Now, adding to emerging research challenging this assumption, a new study by ISS researcher Michail Kokkoris proposes that in order to investigate whether maximizers are indeed unhappy we need to distinguish between two types of happiness. On the one hand, happiness might mean to seek pleasure and avoid pain. Therefore, experiencing much more positive than negative emotions might be a way to be happy. This type of happiness is called hedonic happiness. On the other hand, pursuing pleasure might not be the only way to be happy. Alternatively, happiness might mean to realize one’s potential and pursue self-fulfillment. For example, a person might be happy by engaging in activities that are personally meaningful and self-expressive, such as improving one’s skills, acquiring new knowledge, or volunteering. Such activities may not be pleasurable on their own right but imbue people’s lives with meaning and motivate them to use their full potential. This type of happiness is called eudaimonic happiness.

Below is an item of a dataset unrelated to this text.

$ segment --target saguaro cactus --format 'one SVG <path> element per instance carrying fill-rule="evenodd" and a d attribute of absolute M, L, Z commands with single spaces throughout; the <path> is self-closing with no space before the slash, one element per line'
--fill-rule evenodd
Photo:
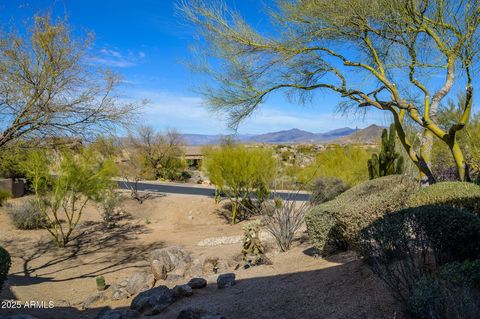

So far, research on maximizing and happiness has neglected eudaimonic happiness. However, a more complete answer to the question whether maximizers are indeed less happy than satisficers would require assessing both types of happiness – not only hedonic, but also eudaimonic. Results of two empirical studies showed that maximizers scored higher on eudaimonic happiness than satisficers. This research challenges the long-held assumption that maximizers are unhappy. Although maximizers may not be happier than satisficers in terms of experiencing more pleasure and positive emotions, they definitely lead more meaningful and fulfilling lives. In sum, striving to optimize one’s choices in life may provide people with opportunities to flourish. This might not be necessarily associated with more pleasure – but it is clearly associated with meaning and self-fulfillment, which are also important aspects of human happiness.